Correctionele rechtbank van Gent, 7 maart 2018
Twee Belgische beklaagden stonden terecht voor verschillende sociaalrechtelijke inbreuken en mensenhandel met als doel het verrichten van werk of het verlenen van diensten. Dit in de hoedanigheid van zaakvoerder en feitelijke medezaakvoerder van een vennootschap die een retouchewinkel betrof. Drie slachtoffers stelden zich eveneens burgerlijke partij.
De zaak kwam aan het licht toen verschillende slachtoffers via hun raadsman aangifte deden bij de arbeidsauditeur van feiten van schijnzelfstandigheid waarvan zij het slachtoffer zouden geworden zijn. Uit het onderzoek, dat gevoerd werd op vraag van de arbeidsauditeur door de sociale inspectie, bleek dat verschillende slachtoffers niet beter wisten dan dat zij zouden werken onder het statuut van werknemer voor de vennootschap. Anderen wisten dan weer wel dat ze als zelfstandigen werden aangenomen, maar hadden geen idee wat dit betekende. Door de sociale inspectie werden vijf verschillende criteria overlopen in het onderzoek naar de arbeidsrelatiewet ten opzichte van elk slachtoffer: de wil van de partijen, de vrijheid van organisatie van de werktijd, de vrijheid van organisatie van het werk, de mogelijkheid om een hiërarchische controle uit te voeren en andere elementen die wijzen op het statuut van werknemer.
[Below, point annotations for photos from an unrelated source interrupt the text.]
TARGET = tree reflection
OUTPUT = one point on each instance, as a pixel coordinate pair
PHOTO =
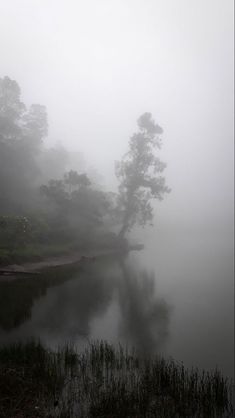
(64, 303)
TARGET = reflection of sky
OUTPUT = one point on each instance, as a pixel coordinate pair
(107, 300)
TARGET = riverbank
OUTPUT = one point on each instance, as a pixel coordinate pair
(35, 267)
(105, 381)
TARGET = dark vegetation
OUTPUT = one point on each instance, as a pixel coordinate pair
(104, 382)
(48, 208)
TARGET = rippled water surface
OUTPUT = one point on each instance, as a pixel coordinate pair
(175, 298)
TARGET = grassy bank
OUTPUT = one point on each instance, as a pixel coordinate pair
(105, 382)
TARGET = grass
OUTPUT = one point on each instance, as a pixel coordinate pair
(104, 381)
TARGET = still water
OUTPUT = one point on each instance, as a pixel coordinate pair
(175, 298)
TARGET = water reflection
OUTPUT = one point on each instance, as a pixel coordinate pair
(107, 298)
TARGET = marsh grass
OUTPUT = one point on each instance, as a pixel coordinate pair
(104, 381)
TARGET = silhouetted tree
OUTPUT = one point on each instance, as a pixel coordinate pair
(75, 180)
(138, 174)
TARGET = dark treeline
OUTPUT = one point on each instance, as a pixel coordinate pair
(46, 207)
(43, 203)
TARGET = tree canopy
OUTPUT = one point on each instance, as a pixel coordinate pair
(139, 175)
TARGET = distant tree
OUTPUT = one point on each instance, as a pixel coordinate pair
(21, 135)
(11, 110)
(138, 175)
(75, 180)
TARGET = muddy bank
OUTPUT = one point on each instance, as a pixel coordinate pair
(14, 270)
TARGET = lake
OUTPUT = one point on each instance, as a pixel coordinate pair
(173, 298)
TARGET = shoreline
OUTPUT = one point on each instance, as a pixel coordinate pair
(35, 267)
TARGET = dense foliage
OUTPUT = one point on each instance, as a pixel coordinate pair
(42, 201)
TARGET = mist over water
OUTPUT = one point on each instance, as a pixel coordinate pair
(96, 68)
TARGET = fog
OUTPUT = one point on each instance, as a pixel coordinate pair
(97, 66)
(109, 72)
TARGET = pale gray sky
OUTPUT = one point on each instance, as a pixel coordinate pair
(98, 64)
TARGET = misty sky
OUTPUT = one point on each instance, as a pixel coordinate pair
(98, 64)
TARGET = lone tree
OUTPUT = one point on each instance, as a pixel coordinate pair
(138, 175)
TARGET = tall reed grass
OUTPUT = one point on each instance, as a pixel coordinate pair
(105, 381)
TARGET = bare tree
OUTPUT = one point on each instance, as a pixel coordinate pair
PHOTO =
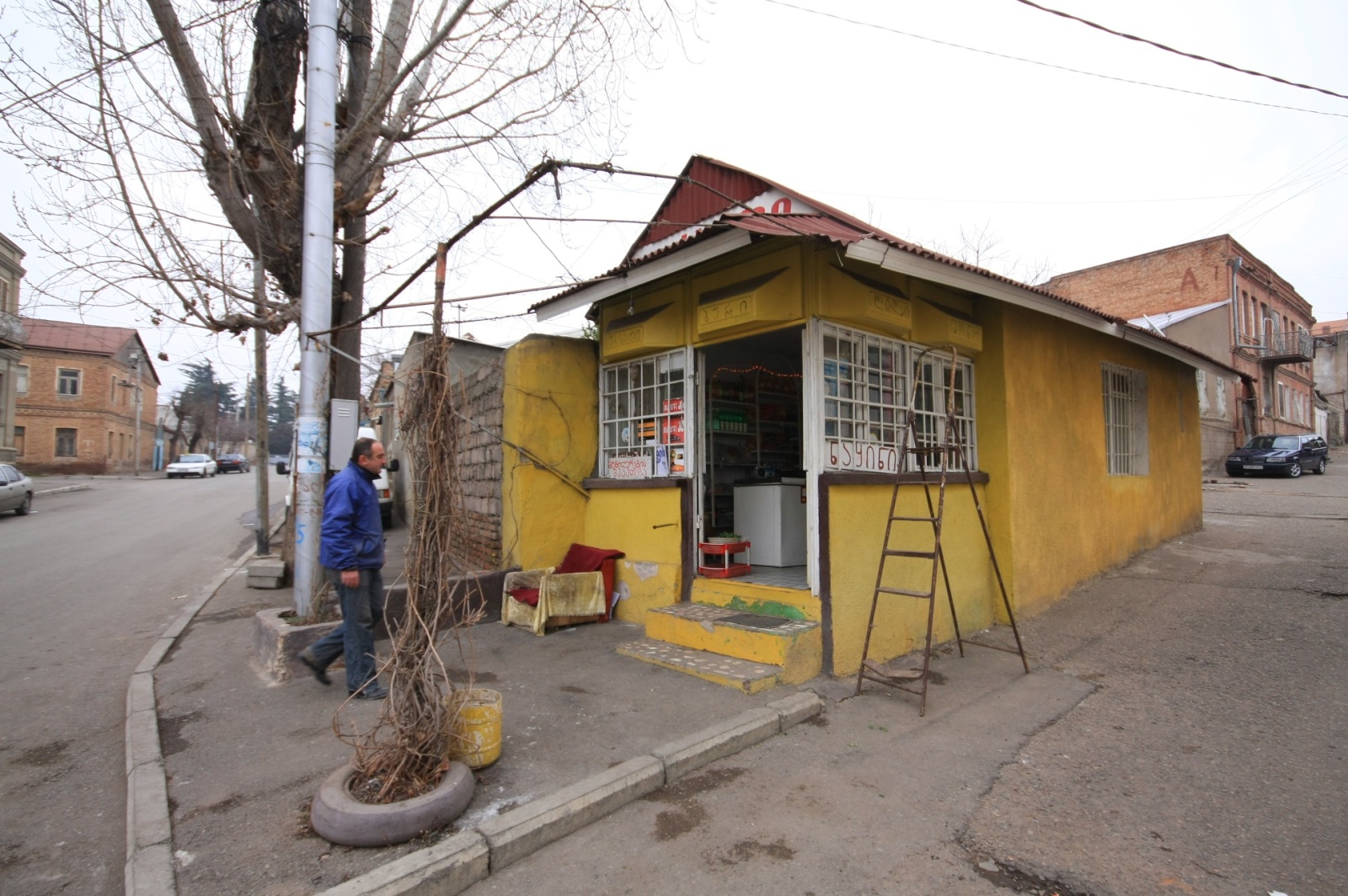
(155, 100)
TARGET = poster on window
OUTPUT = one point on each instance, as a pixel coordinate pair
(630, 468)
(853, 456)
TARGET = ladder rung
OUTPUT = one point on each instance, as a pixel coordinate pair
(903, 592)
(909, 674)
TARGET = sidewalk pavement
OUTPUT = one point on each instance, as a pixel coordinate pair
(243, 756)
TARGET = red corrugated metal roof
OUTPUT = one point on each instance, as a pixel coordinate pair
(700, 195)
(704, 179)
(65, 336)
(817, 226)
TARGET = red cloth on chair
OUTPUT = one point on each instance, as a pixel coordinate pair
(586, 559)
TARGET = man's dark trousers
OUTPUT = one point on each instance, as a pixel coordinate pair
(361, 611)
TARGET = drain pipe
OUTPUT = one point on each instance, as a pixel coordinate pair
(316, 293)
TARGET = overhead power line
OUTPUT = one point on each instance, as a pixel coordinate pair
(1181, 53)
(1051, 65)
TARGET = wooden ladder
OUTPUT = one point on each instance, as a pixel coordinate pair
(950, 453)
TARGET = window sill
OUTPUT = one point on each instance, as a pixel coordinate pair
(837, 477)
(654, 483)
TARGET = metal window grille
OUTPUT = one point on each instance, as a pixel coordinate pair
(866, 394)
(1125, 419)
(644, 406)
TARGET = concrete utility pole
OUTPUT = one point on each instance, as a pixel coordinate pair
(135, 467)
(316, 296)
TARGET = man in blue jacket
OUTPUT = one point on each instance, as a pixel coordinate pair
(352, 552)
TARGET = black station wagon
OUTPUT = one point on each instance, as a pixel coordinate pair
(1282, 455)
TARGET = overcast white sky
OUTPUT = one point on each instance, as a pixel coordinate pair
(923, 139)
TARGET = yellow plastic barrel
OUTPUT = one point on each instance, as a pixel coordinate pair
(478, 727)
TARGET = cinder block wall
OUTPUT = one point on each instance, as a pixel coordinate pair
(480, 462)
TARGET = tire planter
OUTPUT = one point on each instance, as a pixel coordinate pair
(340, 819)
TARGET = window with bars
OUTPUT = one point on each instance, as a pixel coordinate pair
(67, 440)
(67, 381)
(867, 383)
(644, 417)
(1125, 419)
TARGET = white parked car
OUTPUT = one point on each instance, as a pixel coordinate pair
(192, 465)
(15, 491)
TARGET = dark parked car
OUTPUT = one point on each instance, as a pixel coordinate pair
(1282, 455)
(15, 491)
(233, 464)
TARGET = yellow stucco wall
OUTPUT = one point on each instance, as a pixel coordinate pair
(550, 410)
(1056, 515)
(1069, 519)
(856, 527)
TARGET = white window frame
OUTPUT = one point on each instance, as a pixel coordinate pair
(1126, 438)
(74, 441)
(61, 379)
(864, 394)
(629, 408)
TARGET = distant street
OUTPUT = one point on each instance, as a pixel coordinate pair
(88, 581)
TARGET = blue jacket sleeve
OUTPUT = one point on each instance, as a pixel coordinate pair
(339, 530)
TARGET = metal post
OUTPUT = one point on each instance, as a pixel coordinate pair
(316, 296)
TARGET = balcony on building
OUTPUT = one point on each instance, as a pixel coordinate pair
(1287, 348)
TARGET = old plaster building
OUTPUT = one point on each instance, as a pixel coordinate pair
(1332, 376)
(78, 413)
(11, 343)
(761, 364)
(1217, 296)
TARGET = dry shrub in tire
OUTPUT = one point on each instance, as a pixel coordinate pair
(340, 819)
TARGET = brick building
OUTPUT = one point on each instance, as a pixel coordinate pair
(1217, 296)
(1332, 376)
(78, 413)
(11, 343)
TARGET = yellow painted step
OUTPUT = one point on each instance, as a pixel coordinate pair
(795, 646)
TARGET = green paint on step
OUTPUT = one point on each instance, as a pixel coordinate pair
(768, 608)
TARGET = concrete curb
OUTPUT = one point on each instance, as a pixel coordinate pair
(148, 868)
(62, 489)
(460, 861)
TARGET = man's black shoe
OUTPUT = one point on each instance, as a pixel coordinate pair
(320, 673)
(372, 691)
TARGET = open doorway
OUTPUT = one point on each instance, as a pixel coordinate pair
(752, 477)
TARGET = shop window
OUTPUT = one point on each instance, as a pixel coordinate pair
(644, 417)
(67, 381)
(67, 440)
(867, 383)
(1125, 419)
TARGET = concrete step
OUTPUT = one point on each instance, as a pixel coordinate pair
(727, 671)
(795, 646)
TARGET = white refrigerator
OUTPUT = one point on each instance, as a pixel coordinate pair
(772, 518)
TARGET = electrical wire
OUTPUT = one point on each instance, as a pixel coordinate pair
(1183, 53)
(1051, 65)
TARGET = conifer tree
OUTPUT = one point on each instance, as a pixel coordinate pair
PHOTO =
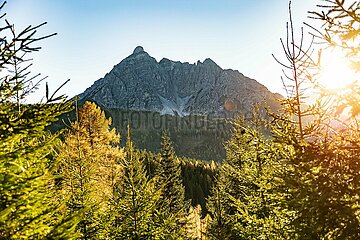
(170, 175)
(243, 204)
(321, 166)
(134, 201)
(88, 167)
(172, 202)
(28, 209)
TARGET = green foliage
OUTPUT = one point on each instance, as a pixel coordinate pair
(245, 204)
(28, 208)
(88, 166)
(134, 202)
(169, 173)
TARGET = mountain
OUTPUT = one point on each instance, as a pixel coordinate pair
(141, 83)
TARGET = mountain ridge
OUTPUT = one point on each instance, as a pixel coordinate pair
(140, 82)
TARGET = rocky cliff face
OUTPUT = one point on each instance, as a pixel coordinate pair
(139, 82)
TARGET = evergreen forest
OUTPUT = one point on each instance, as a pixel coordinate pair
(291, 174)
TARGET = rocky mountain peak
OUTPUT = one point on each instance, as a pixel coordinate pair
(138, 49)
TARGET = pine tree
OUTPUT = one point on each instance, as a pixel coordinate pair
(28, 209)
(172, 202)
(320, 166)
(89, 168)
(243, 204)
(169, 173)
(134, 201)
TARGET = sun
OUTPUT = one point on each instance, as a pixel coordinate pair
(335, 70)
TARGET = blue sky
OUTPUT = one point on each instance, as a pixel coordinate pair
(95, 35)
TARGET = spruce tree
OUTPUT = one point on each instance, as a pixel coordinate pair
(28, 207)
(89, 157)
(320, 159)
(244, 202)
(134, 201)
(169, 173)
(172, 202)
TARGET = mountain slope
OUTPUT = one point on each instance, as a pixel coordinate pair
(139, 82)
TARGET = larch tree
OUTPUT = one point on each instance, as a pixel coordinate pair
(134, 201)
(89, 158)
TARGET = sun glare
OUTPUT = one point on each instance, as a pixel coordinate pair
(336, 72)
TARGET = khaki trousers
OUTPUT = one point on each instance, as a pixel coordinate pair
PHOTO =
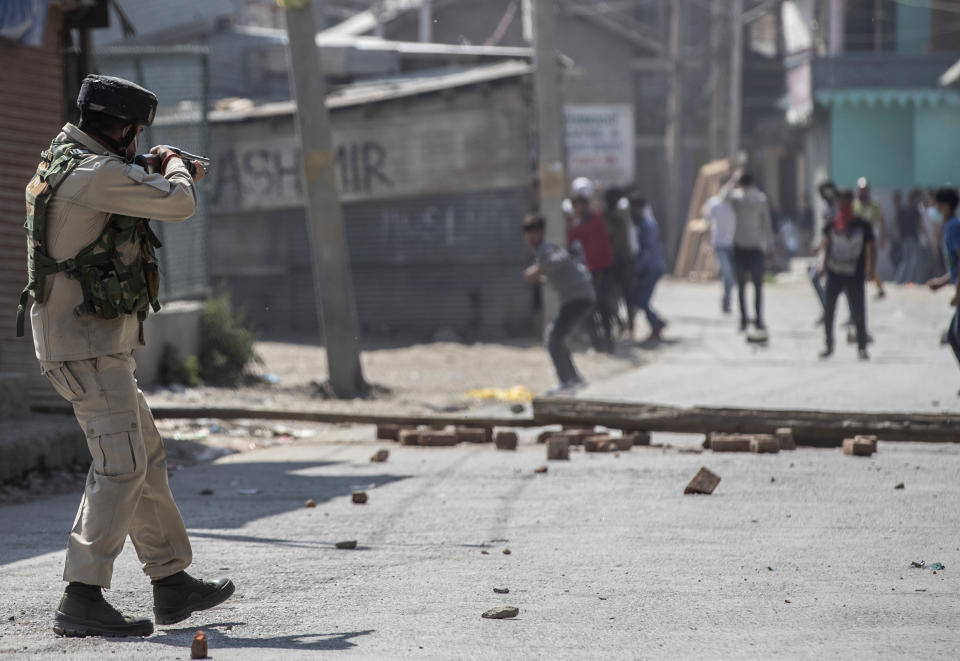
(127, 492)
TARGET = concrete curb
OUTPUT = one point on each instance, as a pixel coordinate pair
(41, 442)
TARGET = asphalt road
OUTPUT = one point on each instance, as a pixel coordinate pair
(801, 555)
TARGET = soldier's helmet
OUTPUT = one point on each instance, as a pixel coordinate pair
(118, 98)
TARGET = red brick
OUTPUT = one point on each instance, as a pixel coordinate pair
(855, 447)
(623, 443)
(764, 444)
(435, 438)
(785, 438)
(704, 482)
(558, 448)
(599, 443)
(388, 432)
(472, 435)
(409, 436)
(730, 442)
(506, 440)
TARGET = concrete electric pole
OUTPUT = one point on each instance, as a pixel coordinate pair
(551, 169)
(735, 78)
(333, 282)
(676, 219)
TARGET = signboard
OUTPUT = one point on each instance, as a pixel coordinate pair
(600, 143)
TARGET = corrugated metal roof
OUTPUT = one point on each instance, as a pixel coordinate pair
(888, 98)
(389, 89)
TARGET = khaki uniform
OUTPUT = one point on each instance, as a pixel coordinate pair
(89, 361)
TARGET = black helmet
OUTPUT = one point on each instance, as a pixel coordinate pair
(118, 98)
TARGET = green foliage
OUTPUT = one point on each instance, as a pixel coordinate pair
(173, 369)
(226, 346)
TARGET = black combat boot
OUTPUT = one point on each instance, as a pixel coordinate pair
(84, 612)
(176, 597)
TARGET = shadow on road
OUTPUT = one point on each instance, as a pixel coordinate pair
(219, 639)
(242, 492)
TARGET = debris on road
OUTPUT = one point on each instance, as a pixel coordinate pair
(858, 447)
(409, 436)
(599, 443)
(506, 440)
(729, 442)
(387, 432)
(558, 448)
(704, 482)
(438, 438)
(501, 613)
(785, 436)
(474, 435)
(198, 648)
(764, 444)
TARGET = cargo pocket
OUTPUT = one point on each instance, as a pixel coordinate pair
(63, 381)
(111, 439)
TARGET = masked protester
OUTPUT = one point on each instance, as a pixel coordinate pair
(93, 275)
(947, 200)
(574, 287)
(850, 258)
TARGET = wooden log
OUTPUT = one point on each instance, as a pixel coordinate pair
(817, 428)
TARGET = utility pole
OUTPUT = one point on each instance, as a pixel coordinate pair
(736, 78)
(332, 280)
(718, 96)
(551, 168)
(674, 135)
(426, 21)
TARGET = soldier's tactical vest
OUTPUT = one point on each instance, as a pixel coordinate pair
(117, 272)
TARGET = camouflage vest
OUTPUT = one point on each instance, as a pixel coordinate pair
(117, 272)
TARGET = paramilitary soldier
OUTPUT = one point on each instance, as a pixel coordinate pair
(93, 275)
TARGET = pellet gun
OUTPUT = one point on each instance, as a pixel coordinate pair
(151, 163)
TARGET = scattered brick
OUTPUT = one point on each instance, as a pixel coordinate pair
(472, 435)
(198, 648)
(434, 439)
(501, 613)
(729, 442)
(506, 440)
(856, 447)
(704, 482)
(764, 444)
(388, 432)
(784, 436)
(623, 443)
(868, 438)
(639, 437)
(409, 436)
(577, 436)
(558, 448)
(599, 443)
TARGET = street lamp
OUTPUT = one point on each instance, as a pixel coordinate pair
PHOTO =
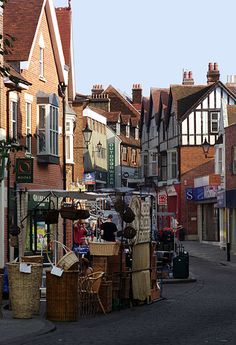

De werknemers dienden kledij te vervaardigen, repareren, retoucheren, wassen en dergelijke en kregen daarvoor een loon uitbetaald van 1.250 euro per maand. Ze diende zes dagen, soms zeven dagen per week te werken van 8u tot 18u en soms ook van 17u tot 24u. Er werd niet toegestaan naar huis te gaan vooraleer het werk af was. Ze kregen echter steeds hetzelfde loon uitbetaald, de laatste maanden werden zij evenwel niet langer betaald. Allen hadden ze geen contact met klanten, geen volmacht op de bankrekening of een aandeel in de winst. Zo vermeed de werkgever de betaling van de sociale zekerheidsbijdragen. Het vermogensvoordeel dat berekend werd door de sociale inspectiedienst kwam neer op een bedrag van 347.137,02 euro, samengesteld uit 150.584,74 euro verschuldigde sociale zekerheidsbijdragen en 196.552,28 euro belastbaar loon. Uiteindelijk werd dit bedrag herleid naar 322.331,32 euro.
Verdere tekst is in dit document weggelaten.